Much pinot grigio has a poor reputation — and deservedly so. Some of it is badly made Italian wine that gets shipped to the United States and sold to people who think it’s supposed to taste like turpentine. Some of it is badly made U.S. wine, sold by companies piggybacking on the Italian wave.
How has this happened, with consumers paying as much as $25 for bottles of wine that really aren’t very good? Much of it comes from people who want white wine that isn’t chardonnay, and don’t understand sauvignon blanc. Much of it comes from restaurants, which sell it aggressively by the glass to people who want something more sophisticated than white zinfandel. In fact, it’s the second most popular white wine sold in the United States according to Nielsen, and in 2006 it was even more popular than white zinfandel.
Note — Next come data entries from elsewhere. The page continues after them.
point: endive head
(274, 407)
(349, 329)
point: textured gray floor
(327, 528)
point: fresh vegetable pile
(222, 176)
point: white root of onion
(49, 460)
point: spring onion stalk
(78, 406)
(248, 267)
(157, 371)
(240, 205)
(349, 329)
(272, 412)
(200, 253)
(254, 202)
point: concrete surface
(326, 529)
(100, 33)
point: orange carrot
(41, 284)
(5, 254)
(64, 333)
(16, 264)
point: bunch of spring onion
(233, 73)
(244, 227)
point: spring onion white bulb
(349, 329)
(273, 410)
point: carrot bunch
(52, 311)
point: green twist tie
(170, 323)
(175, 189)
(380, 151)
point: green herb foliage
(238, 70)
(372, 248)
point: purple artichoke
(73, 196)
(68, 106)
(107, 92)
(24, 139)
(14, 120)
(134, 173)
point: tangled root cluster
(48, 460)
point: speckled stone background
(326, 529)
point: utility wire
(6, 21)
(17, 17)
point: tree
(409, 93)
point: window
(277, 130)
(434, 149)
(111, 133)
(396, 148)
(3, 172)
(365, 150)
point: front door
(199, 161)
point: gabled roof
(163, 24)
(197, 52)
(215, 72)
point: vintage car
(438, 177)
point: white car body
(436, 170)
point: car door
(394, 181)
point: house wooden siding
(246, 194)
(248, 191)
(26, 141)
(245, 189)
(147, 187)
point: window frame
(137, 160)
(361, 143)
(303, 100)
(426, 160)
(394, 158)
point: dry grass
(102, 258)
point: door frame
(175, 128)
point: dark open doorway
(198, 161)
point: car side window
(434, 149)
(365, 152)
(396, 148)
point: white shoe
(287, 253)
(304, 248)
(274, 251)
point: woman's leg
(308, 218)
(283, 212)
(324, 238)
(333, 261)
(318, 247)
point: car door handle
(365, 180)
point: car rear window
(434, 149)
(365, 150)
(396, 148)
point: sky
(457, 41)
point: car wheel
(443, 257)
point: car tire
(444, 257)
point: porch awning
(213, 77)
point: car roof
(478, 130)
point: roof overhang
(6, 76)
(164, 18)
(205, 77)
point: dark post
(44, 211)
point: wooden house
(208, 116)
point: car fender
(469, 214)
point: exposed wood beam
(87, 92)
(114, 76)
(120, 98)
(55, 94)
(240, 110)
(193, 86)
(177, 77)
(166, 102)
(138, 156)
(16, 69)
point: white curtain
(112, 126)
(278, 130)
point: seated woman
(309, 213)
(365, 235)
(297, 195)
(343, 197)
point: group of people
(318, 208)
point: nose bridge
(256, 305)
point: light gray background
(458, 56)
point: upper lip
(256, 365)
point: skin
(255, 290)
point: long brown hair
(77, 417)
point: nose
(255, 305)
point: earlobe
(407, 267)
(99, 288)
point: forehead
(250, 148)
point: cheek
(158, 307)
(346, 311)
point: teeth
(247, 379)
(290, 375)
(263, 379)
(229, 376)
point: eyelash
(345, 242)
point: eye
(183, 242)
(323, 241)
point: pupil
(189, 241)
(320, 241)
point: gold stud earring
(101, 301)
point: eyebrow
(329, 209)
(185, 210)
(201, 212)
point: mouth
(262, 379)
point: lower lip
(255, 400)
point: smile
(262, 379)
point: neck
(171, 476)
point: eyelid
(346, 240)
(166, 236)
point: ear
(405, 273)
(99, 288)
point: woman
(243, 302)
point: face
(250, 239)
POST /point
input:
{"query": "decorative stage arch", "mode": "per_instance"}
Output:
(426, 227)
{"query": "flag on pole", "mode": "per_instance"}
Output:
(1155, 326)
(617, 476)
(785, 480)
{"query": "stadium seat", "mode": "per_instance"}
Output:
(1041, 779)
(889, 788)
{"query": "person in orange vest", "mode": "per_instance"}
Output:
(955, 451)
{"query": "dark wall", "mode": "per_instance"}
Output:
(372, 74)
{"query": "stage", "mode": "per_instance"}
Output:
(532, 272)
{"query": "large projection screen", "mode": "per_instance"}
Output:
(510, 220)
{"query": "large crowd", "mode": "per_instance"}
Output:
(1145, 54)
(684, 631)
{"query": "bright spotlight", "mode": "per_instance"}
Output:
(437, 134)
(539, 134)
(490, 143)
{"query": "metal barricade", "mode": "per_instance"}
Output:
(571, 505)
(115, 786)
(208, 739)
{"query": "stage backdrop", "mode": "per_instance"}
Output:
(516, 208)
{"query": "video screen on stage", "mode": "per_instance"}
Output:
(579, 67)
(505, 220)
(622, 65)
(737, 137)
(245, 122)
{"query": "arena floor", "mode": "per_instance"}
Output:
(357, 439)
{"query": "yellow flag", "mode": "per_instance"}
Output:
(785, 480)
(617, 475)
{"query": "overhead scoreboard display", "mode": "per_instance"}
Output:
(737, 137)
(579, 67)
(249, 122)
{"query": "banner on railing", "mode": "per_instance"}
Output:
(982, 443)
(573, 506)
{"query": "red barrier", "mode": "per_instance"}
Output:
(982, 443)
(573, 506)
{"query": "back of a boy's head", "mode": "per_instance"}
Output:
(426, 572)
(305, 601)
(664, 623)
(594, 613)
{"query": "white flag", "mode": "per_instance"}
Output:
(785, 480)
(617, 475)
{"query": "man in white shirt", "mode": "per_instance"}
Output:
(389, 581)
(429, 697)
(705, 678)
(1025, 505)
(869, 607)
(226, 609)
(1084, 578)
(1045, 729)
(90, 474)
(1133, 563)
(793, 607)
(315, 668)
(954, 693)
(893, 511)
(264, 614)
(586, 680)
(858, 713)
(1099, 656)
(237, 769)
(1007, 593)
So what is quality pinot grigio supposed to taste like? The Italian version should be clean and minerally, with just a hint of lemon- or lime-like fruit. It should not taste like it can be used to clean paintbrushes. California pinot grigio is closer to sauvignon blanc, but without the latter’s big-time citrus flavor and with more minerality. It also has softer fruit flavors. Neither style should be high in alcohol, for they are supposed to be easy-drinking, porch-sipping wines.
And none of this applies to pinot gris, which is the same grape — but which is made in a completely different style in Oregon and in the Alsace region of .
What does pinot grigio pair with? Most white wine foods, but especially shellfish, grilled shrimp, and pastas with light sauces. Serve it chilled. These three wines give a good overview of the quality available:
• Estancia Pinot Grigio 2006 ($11). I had not tasted this California wine in a while, and was surprised at how much it had improved. It’s easily the match of wines costing $15 or $18. And, since it’s only 12 percent alcohol, it has almost honey sweetness (the lower the alcohol in a table wine, the less dry it is).
• Mezzacorona Pinot Grigio Riserva ($17). Lucio Matricardi, the winemaker for Mezzacorona, says he hates the turpentine-style Italian pinot grigio that most Americans associate with the wine. So he made one with fresh, clean floral aromas and a very nifty lemon, mineral finish.
• Terlato Pinot Grigio 2006 ($22). I tasted five of the most famous high end Napa wines at a big deal lunch, and this was served as an aperitif. Guess which wine I liked the most? It’s very California, with some citrus flavors but also with an orange floral aroma.
There is a classic French dish that involves a mandoline and expensive cuts of fish. This isn’t it. It’s quick and easy (save for flipping the fish when you cook it, which requires a bit of care). Serve this with any style of quality pinot grigio.
Serves four (takes about 40 minutes); adapted from Jacques Pepin
2 catfish fillets, about 8 ounces each, cut in half
2 baking potatoes, peeled, grated and drained
1/2 cup chopped red onion
Salt and pepper to taste
1. Combine the potatoes, onions and salt and pepper and mix well.
2. Heat a non-stick skillet and add a couple of tablespoons of olive oil. When it’s hot, place four small, evenly spaced mounds of potato mixture in the skillet. Leave enough potato for four more mounds. Press a portion of the fish onto each mound, and cover the fish with the remaining potato.
3. Cook the potatoes until browned, about five minutes. Then turn the mounds carefully and cook another five minutes, until the potatoes are browned again. The fish, believe it or not, will be cooked.
ASK THE WINE GUY …
How many grapes exist for wine making?
More than you can imagine, numbering in the thousands. The Italians alone make wine out of a couple of hundred, most of which no one but the Italians have ever heard of. Wine making grapes range from grape-like fruit called muscadines and scuppernongs to hybrid grapes to native American grapes like concord and catawba to European-style grapes like cabernet, chardonnay and the like. The latter are from the genus and species vitis vinifera (you’ll often hear them called vinifera) and make the best wine.